China spans globalization's wealth and poverty
Trudy Rubin op-ed in Miami Herald via WPR's Media Roundup.
Notion that China contains all four "worlds" of globalization.
I've typically tried to capture this notion by saying that, to make America China's true demographic/economic equivalent, you'd have to invite all of the Western Hemisphere, plus most of Sub-Saharan Africa to come and live inside our territory (we are roughly the same geographic size as China at 9.5m square kilometers). That way you'd have quite a chunk of rich people, a big middle class, and a huge impoverished rural population.
Oh, and to make it like China, you have to keep America's pop distro still overwhelmingly concentrated along the coastlines--as it is today.

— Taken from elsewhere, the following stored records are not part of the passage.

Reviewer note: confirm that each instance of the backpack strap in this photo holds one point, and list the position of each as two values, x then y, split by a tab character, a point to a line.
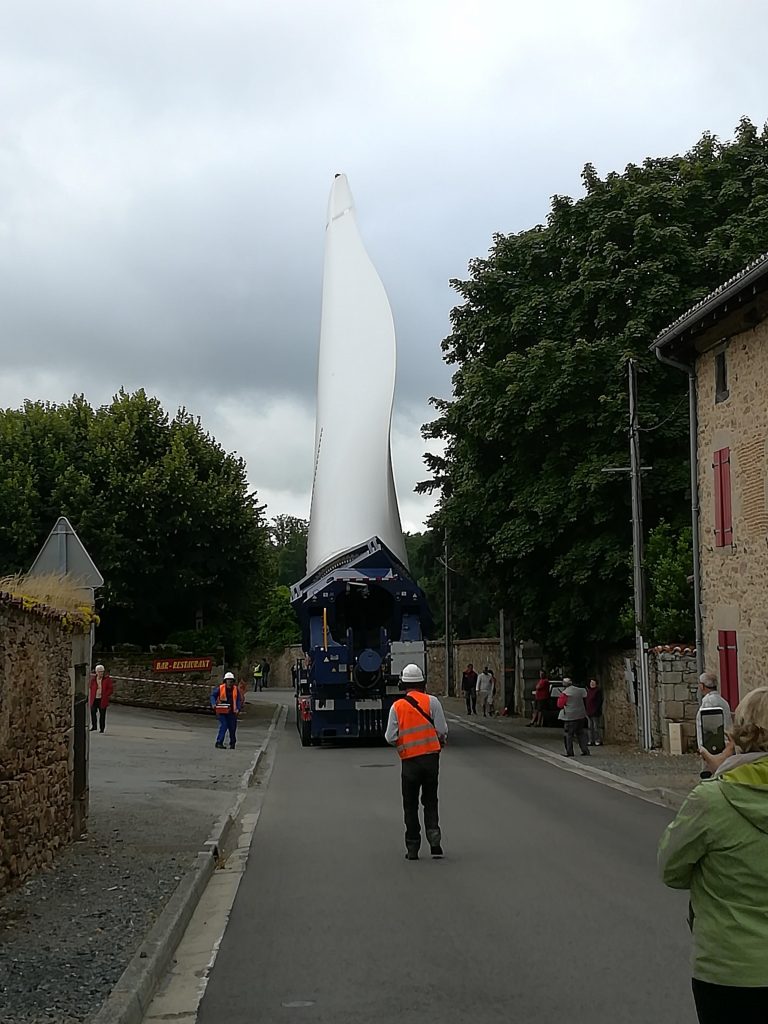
414	704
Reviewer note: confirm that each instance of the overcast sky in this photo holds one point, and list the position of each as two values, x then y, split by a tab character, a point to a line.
165	168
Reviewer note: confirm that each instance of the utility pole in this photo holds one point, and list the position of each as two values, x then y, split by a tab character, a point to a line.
646	732
446	570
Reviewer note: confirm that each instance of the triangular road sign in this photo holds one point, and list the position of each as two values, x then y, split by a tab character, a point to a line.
64	554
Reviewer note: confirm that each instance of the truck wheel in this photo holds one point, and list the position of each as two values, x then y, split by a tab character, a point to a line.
305	733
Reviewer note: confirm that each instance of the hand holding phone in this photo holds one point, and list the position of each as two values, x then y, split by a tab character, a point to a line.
713	730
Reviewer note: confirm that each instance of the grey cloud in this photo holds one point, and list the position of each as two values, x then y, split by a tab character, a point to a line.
164	172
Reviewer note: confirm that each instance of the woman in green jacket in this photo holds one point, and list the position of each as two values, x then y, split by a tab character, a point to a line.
717	847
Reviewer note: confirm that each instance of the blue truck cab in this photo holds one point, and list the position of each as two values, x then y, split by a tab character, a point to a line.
363	619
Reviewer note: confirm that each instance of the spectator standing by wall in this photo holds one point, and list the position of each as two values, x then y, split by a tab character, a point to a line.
99	691
469	688
717	847
484	687
572	704
594	707
541	699
708	688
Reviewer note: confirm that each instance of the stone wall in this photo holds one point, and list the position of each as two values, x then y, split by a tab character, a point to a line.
674	696
136	684
620	713
37	761
734	579
675	687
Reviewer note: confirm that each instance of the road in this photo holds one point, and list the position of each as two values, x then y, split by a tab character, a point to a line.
546	907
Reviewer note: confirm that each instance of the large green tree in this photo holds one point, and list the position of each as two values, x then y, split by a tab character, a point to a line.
539	408
166	514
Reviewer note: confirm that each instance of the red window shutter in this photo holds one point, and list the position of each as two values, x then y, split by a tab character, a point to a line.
728	653
723	510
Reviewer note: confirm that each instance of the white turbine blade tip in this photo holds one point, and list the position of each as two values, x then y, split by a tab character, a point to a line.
341	198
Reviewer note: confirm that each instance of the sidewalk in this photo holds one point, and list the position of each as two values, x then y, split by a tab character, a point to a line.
157	787
654	770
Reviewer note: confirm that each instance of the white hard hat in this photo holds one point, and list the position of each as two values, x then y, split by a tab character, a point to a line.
412	674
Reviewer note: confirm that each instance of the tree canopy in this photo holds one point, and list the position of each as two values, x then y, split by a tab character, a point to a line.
166	514
539	406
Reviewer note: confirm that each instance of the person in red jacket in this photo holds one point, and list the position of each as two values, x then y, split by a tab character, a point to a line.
98	696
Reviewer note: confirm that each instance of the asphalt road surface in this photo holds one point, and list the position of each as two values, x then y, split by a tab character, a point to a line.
546	907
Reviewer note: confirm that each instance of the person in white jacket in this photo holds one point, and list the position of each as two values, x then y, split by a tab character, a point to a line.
484	689
708	687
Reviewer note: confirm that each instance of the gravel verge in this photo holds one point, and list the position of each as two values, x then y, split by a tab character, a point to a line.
158	786
67	935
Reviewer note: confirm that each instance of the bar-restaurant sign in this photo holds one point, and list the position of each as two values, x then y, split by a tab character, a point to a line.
182	665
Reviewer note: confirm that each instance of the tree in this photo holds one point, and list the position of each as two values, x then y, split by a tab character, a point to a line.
279	627
539	407
166	514
669	559
289	537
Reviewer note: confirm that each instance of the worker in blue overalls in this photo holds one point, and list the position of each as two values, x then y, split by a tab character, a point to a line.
226	700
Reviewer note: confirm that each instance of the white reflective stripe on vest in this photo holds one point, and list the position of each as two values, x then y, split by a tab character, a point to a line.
416	742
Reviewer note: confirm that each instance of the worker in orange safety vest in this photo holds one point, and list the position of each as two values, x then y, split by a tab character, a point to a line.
226	700
417	727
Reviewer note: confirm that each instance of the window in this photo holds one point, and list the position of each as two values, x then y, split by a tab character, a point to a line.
721	377
728	653
723	512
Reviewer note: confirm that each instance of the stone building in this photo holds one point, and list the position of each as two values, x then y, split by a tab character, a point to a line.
44	666
722	342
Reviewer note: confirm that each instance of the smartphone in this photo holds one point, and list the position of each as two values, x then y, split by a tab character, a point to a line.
713	729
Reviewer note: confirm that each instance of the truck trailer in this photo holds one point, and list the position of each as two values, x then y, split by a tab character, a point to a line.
363	620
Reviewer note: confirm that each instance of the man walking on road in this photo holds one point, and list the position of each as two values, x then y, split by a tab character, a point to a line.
469	688
417	727
226	700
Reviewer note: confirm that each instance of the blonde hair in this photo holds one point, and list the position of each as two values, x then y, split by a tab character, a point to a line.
750	731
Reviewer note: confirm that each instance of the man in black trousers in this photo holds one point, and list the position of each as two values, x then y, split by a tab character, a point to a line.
417	727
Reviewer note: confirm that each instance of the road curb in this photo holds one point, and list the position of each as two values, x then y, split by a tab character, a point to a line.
656	795
130	998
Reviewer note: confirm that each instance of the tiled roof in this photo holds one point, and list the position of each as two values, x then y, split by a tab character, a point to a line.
733	285
671	648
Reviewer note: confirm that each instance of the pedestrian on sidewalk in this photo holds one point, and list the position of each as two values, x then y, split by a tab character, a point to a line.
717	847
541	699
572	704
594	706
709	697
99	691
469	688
226	700
417	727
484	689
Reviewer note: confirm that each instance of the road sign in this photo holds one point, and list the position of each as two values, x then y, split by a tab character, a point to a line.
64	554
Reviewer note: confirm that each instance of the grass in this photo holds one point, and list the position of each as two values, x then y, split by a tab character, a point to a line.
60	592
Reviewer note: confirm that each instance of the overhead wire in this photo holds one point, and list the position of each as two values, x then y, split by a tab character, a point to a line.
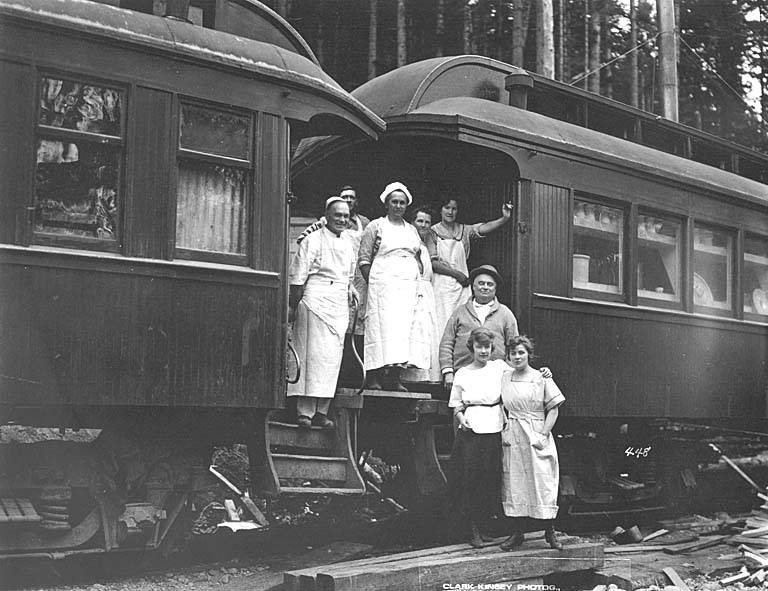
714	71
608	63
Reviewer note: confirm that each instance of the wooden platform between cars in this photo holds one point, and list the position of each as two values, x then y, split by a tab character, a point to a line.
455	564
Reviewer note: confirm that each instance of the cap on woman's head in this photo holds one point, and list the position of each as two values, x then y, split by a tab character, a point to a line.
333	199
485	270
396	186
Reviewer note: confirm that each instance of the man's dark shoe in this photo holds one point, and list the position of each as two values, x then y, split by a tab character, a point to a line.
551	537
512	542
476	541
322	421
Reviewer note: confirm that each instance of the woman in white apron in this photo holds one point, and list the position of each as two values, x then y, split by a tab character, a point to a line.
425	340
390	260
357	223
530	475
451	282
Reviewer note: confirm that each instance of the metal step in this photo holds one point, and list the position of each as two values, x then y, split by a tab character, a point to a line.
310	467
285	435
320	490
18	510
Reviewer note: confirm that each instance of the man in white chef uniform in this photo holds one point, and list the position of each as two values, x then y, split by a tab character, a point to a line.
320	294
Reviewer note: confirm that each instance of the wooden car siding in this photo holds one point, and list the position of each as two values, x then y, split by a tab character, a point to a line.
100	338
686	368
16	149
551	247
148	178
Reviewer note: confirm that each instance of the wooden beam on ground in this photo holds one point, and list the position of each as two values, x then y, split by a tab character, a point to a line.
331	553
656	534
675	578
471	566
710	541
743	574
755	533
736	540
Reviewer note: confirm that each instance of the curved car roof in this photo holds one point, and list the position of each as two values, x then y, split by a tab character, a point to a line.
179	38
468	91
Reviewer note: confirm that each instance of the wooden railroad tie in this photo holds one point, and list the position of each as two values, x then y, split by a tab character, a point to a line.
435	566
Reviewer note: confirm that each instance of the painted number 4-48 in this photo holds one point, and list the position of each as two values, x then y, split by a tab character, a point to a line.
638	452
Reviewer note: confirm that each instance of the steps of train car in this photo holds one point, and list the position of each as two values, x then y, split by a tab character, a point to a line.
18	510
302	460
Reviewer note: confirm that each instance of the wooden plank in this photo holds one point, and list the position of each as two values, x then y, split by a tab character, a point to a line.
656	534
310	467
675	578
755	533
386	394
492	567
711	541
12	510
429	553
454	549
735	540
335	552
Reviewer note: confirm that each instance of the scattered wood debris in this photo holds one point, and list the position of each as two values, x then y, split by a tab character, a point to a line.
752	546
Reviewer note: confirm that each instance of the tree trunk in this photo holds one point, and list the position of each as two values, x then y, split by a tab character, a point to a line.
320	45
439	28
594	53
468	33
283	7
545	47
519	32
586	44
500	14
606	41
373	30
560	56
633	57
402	42
668	59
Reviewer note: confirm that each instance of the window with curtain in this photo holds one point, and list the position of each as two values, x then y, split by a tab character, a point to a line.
659	268
214	174
755	279
598	247
79	148
712	268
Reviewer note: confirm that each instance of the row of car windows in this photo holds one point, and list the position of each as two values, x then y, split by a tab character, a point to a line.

Rubin leverages the notion of multiple worlds from a Chinese academic (Hu Angang), who says China's "first world" are the coastal cities, and its "second world" is a somewhat affluent belt just inside the coastal line.
That combo makes up about 300m of China's 1.3B.
The "third" and "fourth" worlds are just belts that exist farther inland, with the impoverished western provinces accounting for the bulk of China's most impoverished--and most Muslim and most restive.
So it's a series of north-south bands; the farther in you go, the poorer it becomes.
Old chart, but you get the notion.
Point being, when you think of China, be impressed with the first and second worlds along the coast, but remember that a billion Chinese are still to join that party--by and large.
Thus, China doesn't exactly buy into the notion of being our economic peer--just yet, and really won't have that mindset for a long time. It will also justify all manner of mercantilism and protectionism and tough trading on the basis of needing to make economic development spread inland.
Without it, the Party fears the growing inequality inside China will tear the place apart.